The Big Nothing was not truly empty. It hid radiation belts, dust clouds, gas clouds, solitary comets or planets, and even black holes. They all shifted unpredictably in space-time. Running into any of them at supra-light-speed was normally fatal.
Reese made a snorting noise, an annoying habit of his when male. "Never mind theory. How long in practice?"
"As much as two or three months, maybe," Hanna admitted.
The mood of gloom deepened. Four hundred days ago they had greeted the data on Cacafuego with wild rejoicing. Remote sensing by the trans-Neptunian observatories had indicated a highly promising candidate for a life-bearing world, a mere 1,500 light years away, but there were limits to what remote sensing could detect and many things that could make a planet hostile to humans.
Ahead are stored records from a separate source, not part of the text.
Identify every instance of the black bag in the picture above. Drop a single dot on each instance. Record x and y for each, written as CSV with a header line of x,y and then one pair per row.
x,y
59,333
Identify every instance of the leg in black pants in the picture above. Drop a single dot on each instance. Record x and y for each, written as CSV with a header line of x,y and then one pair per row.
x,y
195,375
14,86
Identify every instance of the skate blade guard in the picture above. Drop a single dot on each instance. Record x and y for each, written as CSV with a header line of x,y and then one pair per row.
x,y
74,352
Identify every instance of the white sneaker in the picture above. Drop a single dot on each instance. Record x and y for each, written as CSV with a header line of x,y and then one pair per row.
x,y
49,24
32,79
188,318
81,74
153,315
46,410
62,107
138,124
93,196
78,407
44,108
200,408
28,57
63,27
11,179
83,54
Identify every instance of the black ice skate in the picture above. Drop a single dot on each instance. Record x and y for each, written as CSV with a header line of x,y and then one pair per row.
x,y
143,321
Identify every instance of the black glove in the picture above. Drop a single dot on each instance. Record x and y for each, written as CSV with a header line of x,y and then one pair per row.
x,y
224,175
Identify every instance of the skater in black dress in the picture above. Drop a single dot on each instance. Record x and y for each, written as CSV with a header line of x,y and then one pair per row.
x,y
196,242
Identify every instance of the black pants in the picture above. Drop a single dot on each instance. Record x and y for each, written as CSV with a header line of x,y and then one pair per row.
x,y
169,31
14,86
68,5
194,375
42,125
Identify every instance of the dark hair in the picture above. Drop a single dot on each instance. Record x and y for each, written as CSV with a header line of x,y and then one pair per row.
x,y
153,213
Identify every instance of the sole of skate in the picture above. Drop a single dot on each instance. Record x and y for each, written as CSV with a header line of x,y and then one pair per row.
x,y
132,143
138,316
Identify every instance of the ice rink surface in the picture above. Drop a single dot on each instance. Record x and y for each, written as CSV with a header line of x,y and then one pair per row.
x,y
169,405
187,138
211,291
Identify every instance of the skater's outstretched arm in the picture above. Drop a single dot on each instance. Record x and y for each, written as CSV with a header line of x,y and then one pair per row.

Now De Soto had made a close appraisal and been scared off by what it saw, or what had happened to its prospectors.
Reese curled his lip. "Finders keepers; first come, first served. Even if we discovered something they missed, could they just take it from us?"
Seth thought not. The rules for staking were very specific. There were no Wild West shootouts in the Big Nothing. Battles were fought back home in the courts, where Galactic could outgun Mighty Mite by a million lawyers to one. Returning explorers had to hand over their ships' memory banks to ISLA, and Golden Hind's now recorded the detection of Galactic's beacon. There must be penalties for ignoring a quarantine.